But I *can* get to the 9.0-RC3 sources with, for instance, FileZilla FTP client. I even did a 'copy and paste' from the (obviously correct) address in the FileZilla address bar into sysinstall's FTP server that can be specified by URL. No luck, same error.

I don't think /usr/sbin/bsdinstall is meant for post-installation tasks, is it?

Can some kind soul give me some assistance?

Richard


----------



## phoenix (Dec 21, 2011)

Don't.  Just, don't use sysinstall for anything after the OS is installed.  Forget it even exists.

To get the sources for FreeBSD, use either csup(1) (which ships with the OS) to grab the sources from CVSup servers; or install the devel/subversion port and use that to grab the sources from the SVN servers.

*For csup:*
Copy /usr/share/examples/cvsup/supfile-stable somewhere.  Then edit it to use the proper *tag=* line for your version of FreeBSD:

*RELENG_9* to get FreeBSD 9-STABLE (which is currently 9.0-PRERELEASE aka 9.0-RC3)
*RELENG_9_0* to get FreeBSD 9.0-RELEASE plus security fixes (this tag won't exist until 9.0 is officially released)
*RELENG_9_0_0_RELEASE* to get the exact same bits that are on the 9.0 installation CD (no security updates, or updates of any kind; this tag won't exist until 9.0 is officially released)

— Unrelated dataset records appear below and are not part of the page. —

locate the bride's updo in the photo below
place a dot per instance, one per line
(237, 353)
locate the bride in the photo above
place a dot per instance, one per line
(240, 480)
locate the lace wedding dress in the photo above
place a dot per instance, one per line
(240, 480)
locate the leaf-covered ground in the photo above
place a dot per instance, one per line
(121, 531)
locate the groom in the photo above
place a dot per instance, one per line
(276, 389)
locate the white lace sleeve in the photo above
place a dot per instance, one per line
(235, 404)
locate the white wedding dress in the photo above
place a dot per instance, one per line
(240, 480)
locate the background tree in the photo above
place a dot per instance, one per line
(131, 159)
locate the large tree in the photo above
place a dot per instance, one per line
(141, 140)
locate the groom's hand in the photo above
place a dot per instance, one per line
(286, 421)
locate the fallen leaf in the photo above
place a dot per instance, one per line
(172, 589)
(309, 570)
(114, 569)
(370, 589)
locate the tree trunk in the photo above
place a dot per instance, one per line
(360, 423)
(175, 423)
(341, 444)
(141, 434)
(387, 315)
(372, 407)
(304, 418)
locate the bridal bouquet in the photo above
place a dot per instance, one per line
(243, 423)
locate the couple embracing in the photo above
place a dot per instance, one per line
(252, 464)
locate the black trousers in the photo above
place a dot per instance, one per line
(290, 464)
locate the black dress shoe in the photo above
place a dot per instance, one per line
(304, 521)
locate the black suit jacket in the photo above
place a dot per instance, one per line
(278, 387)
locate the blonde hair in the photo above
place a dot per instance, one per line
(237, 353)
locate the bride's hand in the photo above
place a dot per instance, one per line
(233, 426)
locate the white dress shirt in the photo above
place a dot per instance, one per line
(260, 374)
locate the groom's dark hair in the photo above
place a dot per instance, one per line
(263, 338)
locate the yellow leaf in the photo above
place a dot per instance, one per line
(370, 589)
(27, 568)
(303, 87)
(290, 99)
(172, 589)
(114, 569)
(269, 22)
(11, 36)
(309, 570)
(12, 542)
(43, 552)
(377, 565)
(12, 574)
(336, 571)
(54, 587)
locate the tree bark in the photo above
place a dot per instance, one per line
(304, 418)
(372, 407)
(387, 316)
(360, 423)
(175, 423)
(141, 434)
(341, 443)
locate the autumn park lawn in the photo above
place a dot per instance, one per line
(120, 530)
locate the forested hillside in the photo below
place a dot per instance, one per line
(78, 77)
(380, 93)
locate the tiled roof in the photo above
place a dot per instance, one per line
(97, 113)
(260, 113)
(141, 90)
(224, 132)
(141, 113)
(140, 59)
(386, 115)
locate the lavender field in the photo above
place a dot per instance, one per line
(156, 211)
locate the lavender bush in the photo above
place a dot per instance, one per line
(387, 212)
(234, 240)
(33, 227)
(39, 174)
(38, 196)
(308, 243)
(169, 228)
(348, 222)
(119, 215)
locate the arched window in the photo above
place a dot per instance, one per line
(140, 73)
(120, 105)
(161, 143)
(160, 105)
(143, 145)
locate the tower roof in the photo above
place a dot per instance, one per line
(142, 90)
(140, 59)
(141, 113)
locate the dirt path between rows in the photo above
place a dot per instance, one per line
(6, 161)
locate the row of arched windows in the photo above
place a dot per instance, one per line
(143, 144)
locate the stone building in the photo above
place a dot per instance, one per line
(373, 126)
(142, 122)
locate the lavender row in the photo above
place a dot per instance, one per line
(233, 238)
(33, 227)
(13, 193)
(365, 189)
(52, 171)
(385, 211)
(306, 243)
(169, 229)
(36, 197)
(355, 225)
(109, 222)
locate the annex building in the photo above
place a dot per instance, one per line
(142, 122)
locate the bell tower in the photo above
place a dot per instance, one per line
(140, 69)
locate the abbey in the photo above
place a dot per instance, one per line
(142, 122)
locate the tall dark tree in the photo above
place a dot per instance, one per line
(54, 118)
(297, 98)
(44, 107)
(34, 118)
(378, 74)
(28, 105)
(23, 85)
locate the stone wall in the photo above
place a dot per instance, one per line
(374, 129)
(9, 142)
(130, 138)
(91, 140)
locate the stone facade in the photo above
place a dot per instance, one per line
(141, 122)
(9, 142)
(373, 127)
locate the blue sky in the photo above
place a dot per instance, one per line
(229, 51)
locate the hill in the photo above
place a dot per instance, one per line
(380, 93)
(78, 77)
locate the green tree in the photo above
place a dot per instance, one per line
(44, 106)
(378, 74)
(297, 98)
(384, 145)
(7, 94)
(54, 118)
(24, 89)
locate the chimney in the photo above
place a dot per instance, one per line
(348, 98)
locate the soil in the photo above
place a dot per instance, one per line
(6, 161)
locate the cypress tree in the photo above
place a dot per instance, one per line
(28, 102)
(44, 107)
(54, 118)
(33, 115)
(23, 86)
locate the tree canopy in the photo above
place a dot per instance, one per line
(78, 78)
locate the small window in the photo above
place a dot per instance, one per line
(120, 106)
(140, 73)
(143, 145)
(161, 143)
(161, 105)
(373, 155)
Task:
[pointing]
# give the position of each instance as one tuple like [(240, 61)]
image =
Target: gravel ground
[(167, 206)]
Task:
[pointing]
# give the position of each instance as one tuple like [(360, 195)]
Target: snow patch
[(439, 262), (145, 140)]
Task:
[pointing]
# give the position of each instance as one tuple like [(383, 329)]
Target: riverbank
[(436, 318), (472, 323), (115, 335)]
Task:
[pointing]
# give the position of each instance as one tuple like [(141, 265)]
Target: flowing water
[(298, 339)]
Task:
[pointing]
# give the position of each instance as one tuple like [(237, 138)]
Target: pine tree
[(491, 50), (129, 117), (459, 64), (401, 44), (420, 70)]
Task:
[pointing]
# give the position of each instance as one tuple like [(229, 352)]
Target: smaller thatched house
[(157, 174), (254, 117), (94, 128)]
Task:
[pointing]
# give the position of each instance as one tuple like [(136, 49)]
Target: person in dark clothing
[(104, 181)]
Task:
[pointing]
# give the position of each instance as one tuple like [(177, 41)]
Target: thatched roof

And set a cvsup server to grab the sources from.

Then run it:
`# csup /path/to/your/stable-supfile`

See the wiki for details on using subversion to grab the sources.

*NOTE:* this is all covered in the Handbook (see link below).


----------



## NeverSimple (Dec 21, 2011)

*[Solved] Sysinstall: "can't find the `9.0-RC3' distribution on this FTP server"*



			
				phoenix said:
			
		

> Don't.  Just, don't use sysinstall for anything after the OS is installed.  Forget it even exists.


Sounds like a strong opinion... But I'll gladly take your word for it. It was the handbook that told me to use it that way.

Anyway, used CVSup to get the sources and all went well. There was a difference in the path/filename that you mentioned, maybe due to FreeBSD 9?

just in case someone references this later:

/usr/share/examples/etc/supfile-stable didn't exist om my system. It was /usr/share/examples/cvsup/stable-supfile. It was already set up for FreeBSD 9-STABLE and only needed a (local) cvsup server.



> *NOTE:* this is all covered in the Handbook (see link below).


I found the topic (now that I know what to look for). The handbook, together with 'Absolute FreeBSB, 2nd edition' have been able to solve most of my FreeBSD questions.


Thanks,

Richard


----------



## ChalkBored (Dec 23, 2011)

http://www.freebsd.org/doc/en_US.ISO8859-1/books/handbook/kernelconfig-building.html

I ran into the same problem yesterday _because_ of the handbook.

I managed, but I figured I'd mention it as a heads up.


----------



## wblock@ (Dec 23, 2011)

ChalkBored said:
			
		

> http://www.freebsd.org/doc/en_US.ISO8859-1/books/handbook/kernelconfig-building.html
> 
> I ran into the same problem yesterday _because_ of the handbook.



I don't understand what you mean here.  If the Handbook is wrong or misleading, please point it out and I'll try to fix it.


----------



## kpa (Dec 23, 2011)

The handbook advices to use sysinstall(8) to install the system sources



> Note: If the directory /usr/src/ does not exist on your system (or if it is empty), then the sources have not been installed. The easiest way to install the full source tree is to run sysinstall as root, and then choosing Configure, then Distributions, then src, and finally All. If it does not exist, you should also create a symlink to /usr/src/sys/:
> 
> # ln -s /usr/src/sys /sys



Maybe this should be replaced with instructions on how to use csup(1) to accomplish the same task?


----------



## wblock@ (Dec 23, 2011)

kpa said:
			
		

> The handbook advices to use sysinstall(8) to install the system sources
> 
> Maybe this should be replaced with instructions on how to use csup(1) to accomplish the same task?



Yes.  Difficulty: sysinstall knows what release is being used, but with csup(1) it's up to the user.


----------



## NeverSimple (Dec 23, 2011)

wblock@ said:
			
		

> Yes.  Difficulty: sysinstall knows what release is being used...



But maybe it doesn't always know what to do with it.. Although my problem (getting the kernel source) has been solved, I do not know why sysinstall can't help me with obtaining them for the 9.0-RC3 release. Could still be that I was doing something wrong (can't really see what, it's just 'select & enter' through a couple of menu's).

So for me it seems that sysinstall doesn't work for this purpose, at least not with this particular release.

Richard


----------



## gkontos (Dec 23, 2011)

@Richard

sysinstall has been replaced in FreeBSD 9 from bsdinstall.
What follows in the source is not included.